Seringkali, momen puasa jadi waktu ideal untuk push rank dari subuh sampai tengah hari, lanjut kembali selesai ashar hingga jelang berbuka. Melihat kelakuan kita yang "tidak berkontribusi" tersebut, tak jarang orang tua marah-marah dan berharap kita berkegiatan lebih banyak di rumah. Tentu, diomelin saat nge-game itu sangat mengesalkan. Kita jadi bad mood, dan kadang membuat kita jadi kalah karena kesal sendiri.

Tapi namanya juga orangtua, tentu tidak baik kalau dilawan. Sehingga jadi pelajaran untuk gamer agar mengatur waktu bermain secukupnya saja meski saat ini sedang bulan puasa dan karantina mandiri di rumah.

- Ingin Mabar Tapi Dilarang

Gamer, meski terlihat anti-sosial, nyatanya mereka adalah kaum dengan jiwa solidaritas tinggi. Gamer senang berkumpul dan main bareng agar permainan jadi lebih seru. Tapi himbauan pemerintah untuk isolasi, apalagi pembatasan sosial berskala besar membuat hal itu tak mungkin terjadi dalam waktu dekat.

Kadang, ada gamer yang memaksakan untuk kumpul-kumpul di pos ronda atau warung-warung sederhana demi bertemu sejenak dengan kawan mereka. Meskipun rindu, tapi kalau sedang dilarang sebaiknya tidak dilakukan. Resiko yang masih tinggi dari penyebaran COVID-19 bisa jadi memisahkan kamu dan temanmu dalam waktu lebih lama kalau tidak ditanggapi serius.

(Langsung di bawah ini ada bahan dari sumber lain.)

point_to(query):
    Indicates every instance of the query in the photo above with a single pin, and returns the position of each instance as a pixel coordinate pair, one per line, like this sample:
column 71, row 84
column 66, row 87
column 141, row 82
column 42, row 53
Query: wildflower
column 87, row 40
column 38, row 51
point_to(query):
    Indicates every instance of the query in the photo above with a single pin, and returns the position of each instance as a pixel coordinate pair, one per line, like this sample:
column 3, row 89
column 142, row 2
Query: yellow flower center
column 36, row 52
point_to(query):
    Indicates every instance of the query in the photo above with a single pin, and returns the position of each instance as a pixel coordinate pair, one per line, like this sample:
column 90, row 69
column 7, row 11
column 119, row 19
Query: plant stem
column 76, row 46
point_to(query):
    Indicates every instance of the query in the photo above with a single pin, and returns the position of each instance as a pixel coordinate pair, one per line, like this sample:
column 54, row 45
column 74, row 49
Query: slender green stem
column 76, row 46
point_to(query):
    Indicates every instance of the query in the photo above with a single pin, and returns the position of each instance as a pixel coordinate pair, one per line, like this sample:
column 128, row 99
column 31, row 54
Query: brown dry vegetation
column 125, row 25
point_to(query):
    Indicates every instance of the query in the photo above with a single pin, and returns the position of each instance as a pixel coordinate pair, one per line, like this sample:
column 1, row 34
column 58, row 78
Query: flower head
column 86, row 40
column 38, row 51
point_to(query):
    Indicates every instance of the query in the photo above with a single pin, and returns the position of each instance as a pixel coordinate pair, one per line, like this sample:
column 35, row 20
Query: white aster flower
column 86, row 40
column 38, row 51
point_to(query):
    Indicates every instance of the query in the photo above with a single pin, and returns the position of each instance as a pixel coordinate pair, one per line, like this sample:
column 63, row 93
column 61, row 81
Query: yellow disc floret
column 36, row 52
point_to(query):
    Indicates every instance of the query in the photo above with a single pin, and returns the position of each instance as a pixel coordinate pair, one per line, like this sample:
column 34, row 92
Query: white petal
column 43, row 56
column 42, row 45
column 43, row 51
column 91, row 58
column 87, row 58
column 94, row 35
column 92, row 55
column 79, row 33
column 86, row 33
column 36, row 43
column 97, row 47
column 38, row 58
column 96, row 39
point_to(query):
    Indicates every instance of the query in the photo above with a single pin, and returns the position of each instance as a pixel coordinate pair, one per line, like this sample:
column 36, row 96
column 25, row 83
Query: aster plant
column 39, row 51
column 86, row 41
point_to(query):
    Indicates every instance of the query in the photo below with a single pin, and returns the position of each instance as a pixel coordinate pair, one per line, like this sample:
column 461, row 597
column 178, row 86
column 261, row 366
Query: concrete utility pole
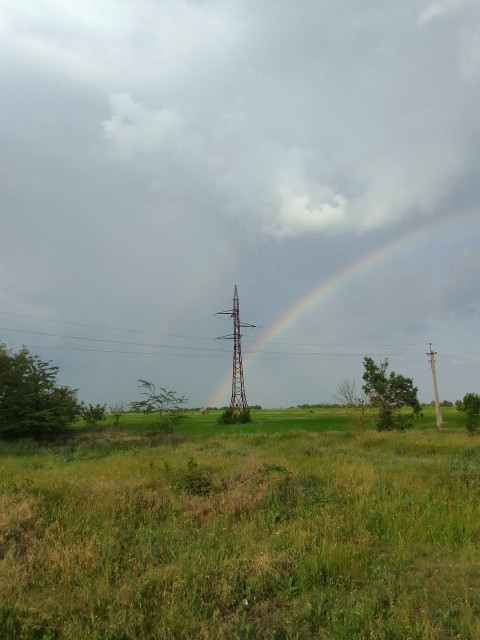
column 435, row 392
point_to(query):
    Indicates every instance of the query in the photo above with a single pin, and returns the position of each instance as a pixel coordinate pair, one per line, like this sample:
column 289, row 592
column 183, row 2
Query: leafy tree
column 471, row 406
column 167, row 403
column 118, row 410
column 31, row 402
column 92, row 413
column 389, row 393
column 356, row 404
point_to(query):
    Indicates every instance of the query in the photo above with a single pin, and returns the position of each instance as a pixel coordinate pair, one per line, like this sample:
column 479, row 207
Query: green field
column 295, row 526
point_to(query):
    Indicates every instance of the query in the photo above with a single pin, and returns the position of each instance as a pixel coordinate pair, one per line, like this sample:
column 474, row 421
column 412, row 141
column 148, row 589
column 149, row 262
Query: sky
column 323, row 156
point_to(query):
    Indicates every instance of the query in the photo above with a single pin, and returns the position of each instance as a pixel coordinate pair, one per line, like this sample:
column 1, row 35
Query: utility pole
column 432, row 354
column 238, row 400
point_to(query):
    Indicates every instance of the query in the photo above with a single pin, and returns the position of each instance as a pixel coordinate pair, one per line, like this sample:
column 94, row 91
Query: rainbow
column 326, row 287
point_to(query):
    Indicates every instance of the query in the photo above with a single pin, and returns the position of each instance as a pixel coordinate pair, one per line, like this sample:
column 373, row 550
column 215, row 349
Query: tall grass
column 289, row 534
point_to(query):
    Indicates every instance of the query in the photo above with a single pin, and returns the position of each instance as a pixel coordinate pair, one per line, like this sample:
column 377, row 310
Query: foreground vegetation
column 295, row 526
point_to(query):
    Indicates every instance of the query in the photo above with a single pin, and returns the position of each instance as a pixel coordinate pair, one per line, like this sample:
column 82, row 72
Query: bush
column 31, row 402
column 471, row 406
column 242, row 417
column 92, row 414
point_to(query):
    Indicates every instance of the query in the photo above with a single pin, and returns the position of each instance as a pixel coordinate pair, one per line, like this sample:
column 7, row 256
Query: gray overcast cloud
column 156, row 154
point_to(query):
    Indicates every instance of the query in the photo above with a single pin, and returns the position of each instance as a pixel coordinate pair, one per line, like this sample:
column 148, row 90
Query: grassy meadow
column 296, row 526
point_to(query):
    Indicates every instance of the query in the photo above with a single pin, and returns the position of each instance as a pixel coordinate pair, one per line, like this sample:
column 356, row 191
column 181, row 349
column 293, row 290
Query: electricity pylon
column 238, row 401
column 435, row 392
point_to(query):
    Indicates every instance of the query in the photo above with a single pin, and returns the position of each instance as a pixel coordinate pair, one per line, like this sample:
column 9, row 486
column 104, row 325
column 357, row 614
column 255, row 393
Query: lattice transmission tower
column 238, row 401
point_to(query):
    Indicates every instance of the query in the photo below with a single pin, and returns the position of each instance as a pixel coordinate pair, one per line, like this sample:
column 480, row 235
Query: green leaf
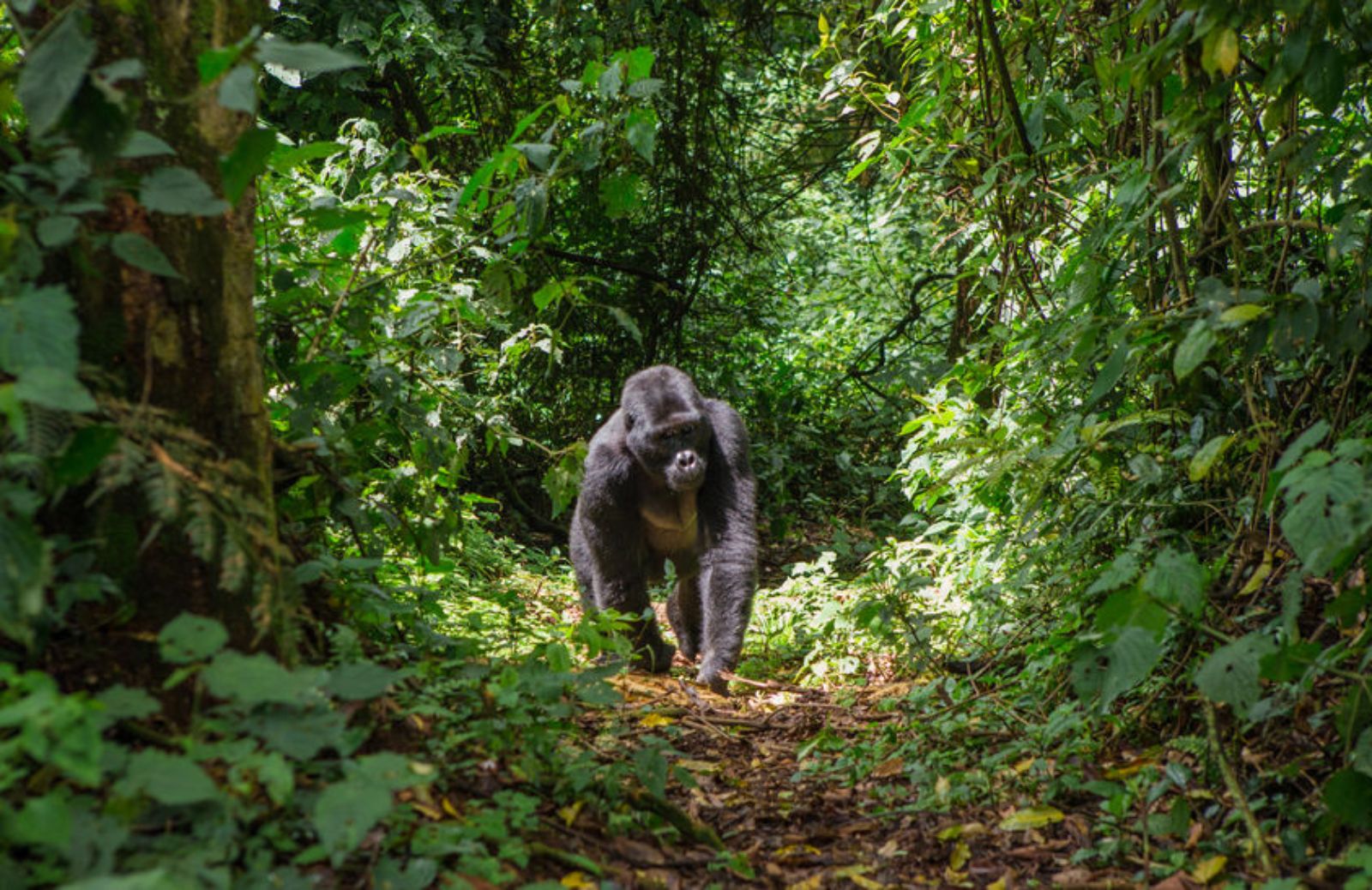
column 539, row 153
column 54, row 70
column 258, row 677
column 191, row 638
column 238, row 91
column 1131, row 658
column 57, row 231
column 89, row 445
column 299, row 732
column 214, row 62
column 638, row 63
column 308, row 59
column 628, row 322
column 1349, row 797
column 123, row 702
column 1109, row 375
column 1326, row 519
column 39, row 331
column 1307, row 441
column 43, row 821
column 1230, row 675
column 1324, row 77
column 169, row 779
column 178, row 191
column 246, row 162
column 143, row 254
column 1193, row 349
column 651, row 768
column 619, row 194
column 150, row 880
column 347, row 809
column 1031, row 818
column 641, row 130
column 1207, row 455
column 1243, row 313
column 361, row 681
column 144, row 146
column 1132, row 608
column 1176, row 579
column 55, row 388
column 1120, row 572
column 287, row 158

- Dicap Sebagai Anak Tak Berguna

Ini mungkin stigmatis paling salah dalam berkeluarga. Memang, anak yang keseringan main game tidaklah menyehatkan secara fisik dan mental, tapi bukan berarti orangtua bisa mencap anak yang suka main game sudah pasti berujung jadui manusia tidak berguna.

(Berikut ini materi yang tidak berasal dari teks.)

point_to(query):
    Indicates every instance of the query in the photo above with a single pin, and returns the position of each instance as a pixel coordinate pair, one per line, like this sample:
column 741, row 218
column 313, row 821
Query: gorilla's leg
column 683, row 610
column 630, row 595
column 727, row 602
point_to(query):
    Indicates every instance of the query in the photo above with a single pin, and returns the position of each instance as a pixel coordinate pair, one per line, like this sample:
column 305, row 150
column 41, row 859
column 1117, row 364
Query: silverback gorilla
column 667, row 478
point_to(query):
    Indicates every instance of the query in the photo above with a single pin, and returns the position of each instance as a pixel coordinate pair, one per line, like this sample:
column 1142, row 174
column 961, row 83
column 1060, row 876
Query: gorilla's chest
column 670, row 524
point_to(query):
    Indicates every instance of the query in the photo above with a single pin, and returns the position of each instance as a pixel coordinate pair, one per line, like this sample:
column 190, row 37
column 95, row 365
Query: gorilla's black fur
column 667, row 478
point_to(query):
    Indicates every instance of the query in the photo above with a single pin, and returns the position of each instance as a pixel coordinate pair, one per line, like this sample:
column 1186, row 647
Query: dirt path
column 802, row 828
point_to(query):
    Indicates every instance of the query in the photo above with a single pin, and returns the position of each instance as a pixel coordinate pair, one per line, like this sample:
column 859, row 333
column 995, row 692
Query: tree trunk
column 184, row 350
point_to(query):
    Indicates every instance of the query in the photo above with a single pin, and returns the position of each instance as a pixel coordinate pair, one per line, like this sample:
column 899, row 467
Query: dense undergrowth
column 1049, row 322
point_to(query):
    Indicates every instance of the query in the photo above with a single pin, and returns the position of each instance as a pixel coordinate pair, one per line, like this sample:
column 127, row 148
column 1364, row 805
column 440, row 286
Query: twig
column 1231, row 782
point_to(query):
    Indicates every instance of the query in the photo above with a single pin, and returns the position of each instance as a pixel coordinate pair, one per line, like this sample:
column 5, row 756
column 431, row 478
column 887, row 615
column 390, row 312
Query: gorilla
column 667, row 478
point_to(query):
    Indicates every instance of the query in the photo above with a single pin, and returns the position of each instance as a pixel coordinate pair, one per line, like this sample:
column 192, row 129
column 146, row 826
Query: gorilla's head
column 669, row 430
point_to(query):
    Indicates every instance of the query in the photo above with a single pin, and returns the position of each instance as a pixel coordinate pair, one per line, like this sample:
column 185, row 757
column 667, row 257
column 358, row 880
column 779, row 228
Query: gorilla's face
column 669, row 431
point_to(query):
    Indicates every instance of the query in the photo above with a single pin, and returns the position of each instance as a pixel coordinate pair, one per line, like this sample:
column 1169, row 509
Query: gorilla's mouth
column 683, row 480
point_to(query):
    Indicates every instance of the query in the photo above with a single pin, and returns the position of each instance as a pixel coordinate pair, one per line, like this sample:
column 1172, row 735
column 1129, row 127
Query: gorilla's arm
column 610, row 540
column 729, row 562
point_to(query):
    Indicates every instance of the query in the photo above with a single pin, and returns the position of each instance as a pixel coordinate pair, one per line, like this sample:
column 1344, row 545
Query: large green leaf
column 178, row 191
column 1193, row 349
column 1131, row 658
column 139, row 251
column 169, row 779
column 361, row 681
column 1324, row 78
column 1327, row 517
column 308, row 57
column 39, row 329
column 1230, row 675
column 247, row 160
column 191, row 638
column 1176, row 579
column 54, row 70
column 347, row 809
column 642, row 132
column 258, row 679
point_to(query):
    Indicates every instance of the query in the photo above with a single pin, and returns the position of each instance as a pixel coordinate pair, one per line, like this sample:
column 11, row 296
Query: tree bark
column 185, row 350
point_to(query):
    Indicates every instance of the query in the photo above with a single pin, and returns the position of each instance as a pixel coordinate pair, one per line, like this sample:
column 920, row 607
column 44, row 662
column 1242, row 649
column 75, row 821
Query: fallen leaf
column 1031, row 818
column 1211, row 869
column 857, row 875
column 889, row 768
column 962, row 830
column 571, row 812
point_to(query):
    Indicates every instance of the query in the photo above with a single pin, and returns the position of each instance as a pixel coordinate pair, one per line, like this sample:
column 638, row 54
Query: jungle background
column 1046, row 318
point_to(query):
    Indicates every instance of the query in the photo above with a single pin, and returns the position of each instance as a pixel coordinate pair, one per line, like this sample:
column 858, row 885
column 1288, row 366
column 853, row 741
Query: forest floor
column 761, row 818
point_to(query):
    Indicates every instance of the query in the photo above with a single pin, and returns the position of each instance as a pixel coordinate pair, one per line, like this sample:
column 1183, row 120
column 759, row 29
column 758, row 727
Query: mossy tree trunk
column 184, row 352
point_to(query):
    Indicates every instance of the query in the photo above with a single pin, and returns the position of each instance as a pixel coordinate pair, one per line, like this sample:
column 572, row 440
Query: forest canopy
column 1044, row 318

Bermain game, tergantung usia anak, bisa memicu perkembangan otak dan motoriknya. Banyak penelitian yang mengimplementasikan video game sebagai salah satu media pembelajaran yang digemarii oleh anak kecil. Untuk kelompok menjelang dewasa pun, bila mereka memaknai sebuah video game online dengan positif, maka ia akan mendapat nilai-nilai baik seperti kerjasama, berkomunikasi dan pantang menyerah.

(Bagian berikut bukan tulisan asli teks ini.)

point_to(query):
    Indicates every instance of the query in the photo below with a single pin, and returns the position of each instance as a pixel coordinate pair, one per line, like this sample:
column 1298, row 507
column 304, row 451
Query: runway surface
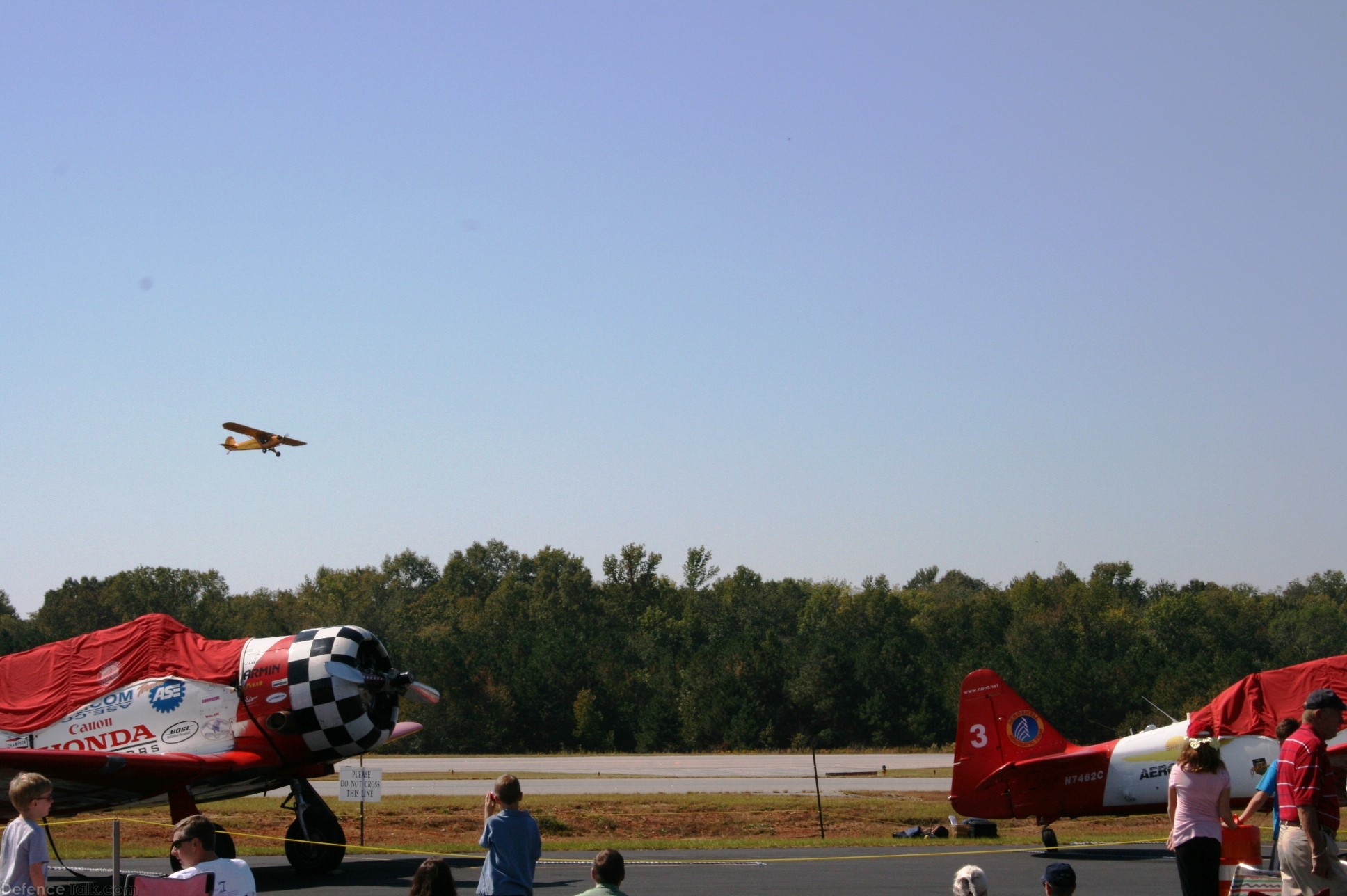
column 476, row 787
column 1115, row 871
column 662, row 766
column 713, row 774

Sikap tersebut dibutuhkan tak cuma dalam kehidupan sehari-hari tapi bisa juga menolong di sekolah saat menghadapi bullying atau ujian sekolah, juga di dunia kerja ketika dikejar-kerja deadline atau saat menghadap atasan karena telah melakukan kesalahan . Lantas, apakah orangtua jaman sekarang mengajarkan sikap tersebut kepada anaknya? Mungkin, satu-satunya makna ajaran itu hanyalah baca tulis dan berhitung saja dalam kacamata orangtua, tapi mereka menghiraukan pentingnya mengerti pengembangan karakter yang bisa didapat dari bermain game

Kebanyakan gamer pasti pernah merasakan diceletuki orangtua karena kesukaannya bermain game, padahal industri esports saat ini sedang pesat-pesatnya. Sudah banyak pemain dari kota dan daerah yang berhasil jadi atlet berkat kerja keras bermain game. Beberapa dari kita juga bisa ikut menikmati dengan mengambil profesi yang berkaitan dengan industri esports.

Semoga kita semua bisa membuktikan kalau hobi satu ini punya dampak positif dalam hidup kita yah Sobat Esports!